You can use oarstat -fj jobid
to have an estimation on when your job will be started
How can i get the stderr or stdout of my job during its execution ?
The stdout and stderr will be created in your Submitted directory by default, for example OAR.TEST_ARRAY.518.stderr and OAR.TEST_ARRAY.518.stdout
How can i cancel a job ?
The oardel <JOBID>
command let you cancel a job (man oardel).
How to know my Karma priorities ?
The oarstat -u <login> --accounting "YYYY-MM-DD, YYYY-MM-DD"
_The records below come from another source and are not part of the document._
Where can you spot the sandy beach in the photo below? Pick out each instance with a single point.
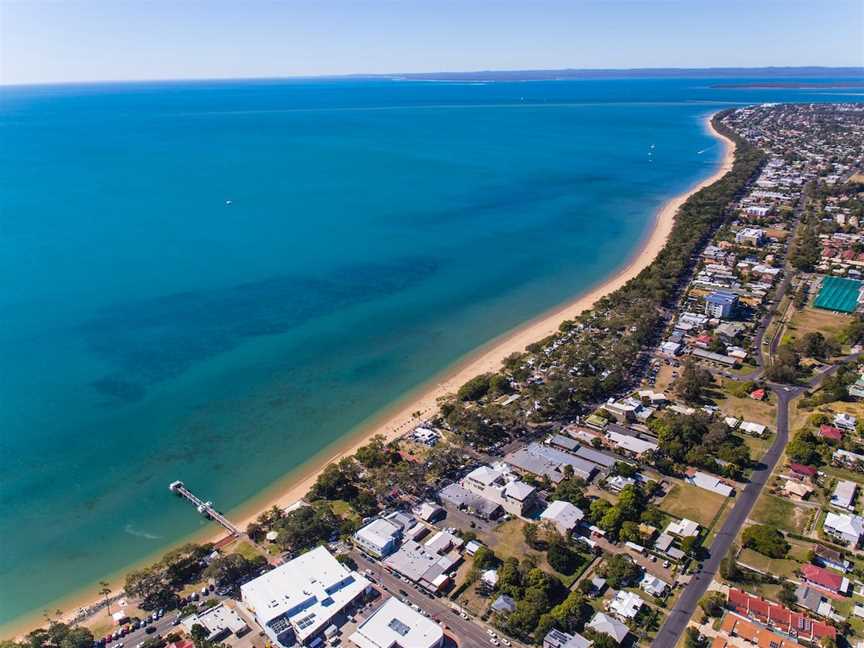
(401, 417)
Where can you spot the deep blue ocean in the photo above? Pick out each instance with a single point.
(377, 231)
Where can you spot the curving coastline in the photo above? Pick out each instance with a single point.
(399, 418)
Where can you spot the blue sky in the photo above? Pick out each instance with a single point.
(74, 40)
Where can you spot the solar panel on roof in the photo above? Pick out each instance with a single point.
(397, 626)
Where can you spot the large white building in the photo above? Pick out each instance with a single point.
(563, 515)
(395, 625)
(379, 538)
(297, 601)
(499, 485)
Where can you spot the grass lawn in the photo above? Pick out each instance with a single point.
(507, 540)
(246, 549)
(750, 410)
(781, 513)
(814, 320)
(693, 503)
(344, 510)
(758, 445)
(775, 566)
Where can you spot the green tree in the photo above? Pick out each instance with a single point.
(713, 604)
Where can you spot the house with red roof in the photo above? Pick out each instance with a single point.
(824, 578)
(801, 472)
(831, 433)
(794, 624)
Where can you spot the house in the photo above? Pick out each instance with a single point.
(814, 600)
(653, 585)
(379, 538)
(557, 639)
(845, 421)
(796, 490)
(800, 471)
(844, 495)
(857, 390)
(775, 615)
(617, 483)
(472, 546)
(827, 580)
(831, 433)
(504, 605)
(563, 515)
(626, 605)
(605, 624)
(396, 624)
(683, 528)
(846, 527)
(756, 429)
(296, 601)
(827, 557)
(736, 626)
(708, 482)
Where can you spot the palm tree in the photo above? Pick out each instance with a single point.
(104, 592)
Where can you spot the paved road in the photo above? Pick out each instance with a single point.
(680, 615)
(686, 604)
(466, 632)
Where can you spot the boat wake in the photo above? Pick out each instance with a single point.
(131, 530)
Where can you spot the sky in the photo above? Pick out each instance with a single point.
(45, 41)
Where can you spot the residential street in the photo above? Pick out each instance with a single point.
(744, 501)
(467, 632)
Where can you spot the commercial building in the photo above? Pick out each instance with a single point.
(395, 625)
(465, 500)
(720, 304)
(499, 485)
(564, 515)
(539, 459)
(220, 621)
(379, 538)
(298, 600)
(428, 565)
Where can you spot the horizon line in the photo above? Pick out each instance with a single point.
(577, 73)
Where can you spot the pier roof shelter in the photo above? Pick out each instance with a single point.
(301, 597)
(838, 294)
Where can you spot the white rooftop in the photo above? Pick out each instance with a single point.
(564, 515)
(684, 528)
(396, 624)
(308, 590)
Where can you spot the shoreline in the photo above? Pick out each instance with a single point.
(397, 419)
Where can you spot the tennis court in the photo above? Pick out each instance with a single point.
(838, 294)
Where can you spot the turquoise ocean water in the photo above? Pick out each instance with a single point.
(378, 231)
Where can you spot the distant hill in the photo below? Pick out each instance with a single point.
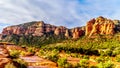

command let you see your Karma (fair share coefficient). Which the second date need to be tomorrow. More your Karma is hight less prority you have.
Troubleshooting
Why is my job rejected at submission ?
The job system may refuse a job submission due to the admission rules, an explicit error message will be displayed, in case of contact the admin cluster team.
Most of the time it indicates that the requested resources are not available, which may be caused by a typo (eg -p "cluster='dell6220'"
instead of -p "cluster='dellc6220'"
).
Sometimes it may also be caused by some nodes being temporarily out of service. This may be verified typing oarnodes -s
for listing all nodes in service.
Another cause may be the job requested more resources than the total resources existing on the cluster.
Why is my job blocked in a queue while there are no other jobs currently running ?
A node on the cluster has a problem, please contact the administrators.
What are the best practices for Matlab jobs ?
If launching many Matlab jobs at the same time, please launch them on as few nodes as possible. Matlab uses a floating licence per {node,user} couple. Eg :
- 10 jobs for user foo on 10 differents cores of nef012 node use 1 floating license,
- 1 job for user foo on each of nef01[0-9] nodes use 10 floating licenses.